"Abusive and Threatening language detection in Urdu"

CICLing 2021 UrduAbusive & UrduThreat track @ FIRE 2021

Task Description

With the emergence of the internet and technology, the usage of social media platforms has grown substantially. Social media platforms allow users to share their thoughts and a peculiar source of communication. However, people use these platforms to threaten someone and use abusive language on these platforms. The threat is characterized as an expression of a clear intent to cause bodily or other harm. People use language to highlight, depict, elicit, instruct, and urge to inform the nuances of themselves and their worlds, some use it for a good cause, and some use it for destructive purposes. For example, "shut your mouth, or you will see red." In this context, the word "red" might be perceived as a threat to cause injury to someone or, in the worst-case scenario, bloodshed/killing. Therefore, such references might be considered a vile aspersion. Impacts of abusive language are detrimental, ranging from short-term emotional reactions (anger, fear, self-blame, etc.) to long-term psychological effects (low self-esteem, depression, etc.), causing mental and physical health issues (sleep disorder, headache, eating disorder, etc.).

The Urdu language has more than 230 million speakers worldwide, with vast representation on social networks and digital media. Therefore, it is essential to propose methods that can automatically detect threatening and abusive language to avoid violence and outrageous consequences. To our best knowledge, this is the first shared task on Abusive language detection in Urdu.

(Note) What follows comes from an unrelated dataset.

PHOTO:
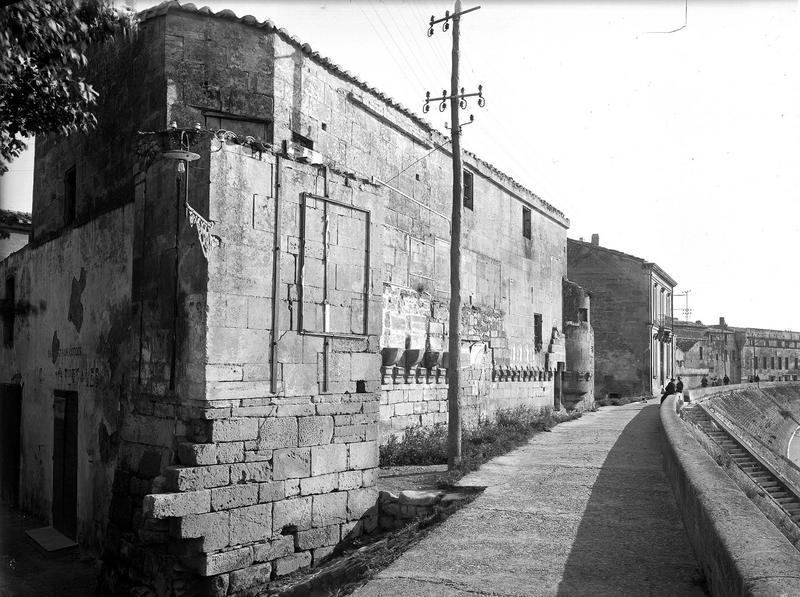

We divide one task into two sub-tasks:

  1. Threatening Language Detection in the Urdu Language

  2. Abusive Language Detection in the Urdu Language

This task aims at identifying threatening and abusive language in the Urdu language on Twitter. Given a Twitter tweet, binary classification systems have to do two tasks

  • differentiate it as either threatening or non-threatening tweet,

  • differentiate it as either abusive or non-abusive tweet.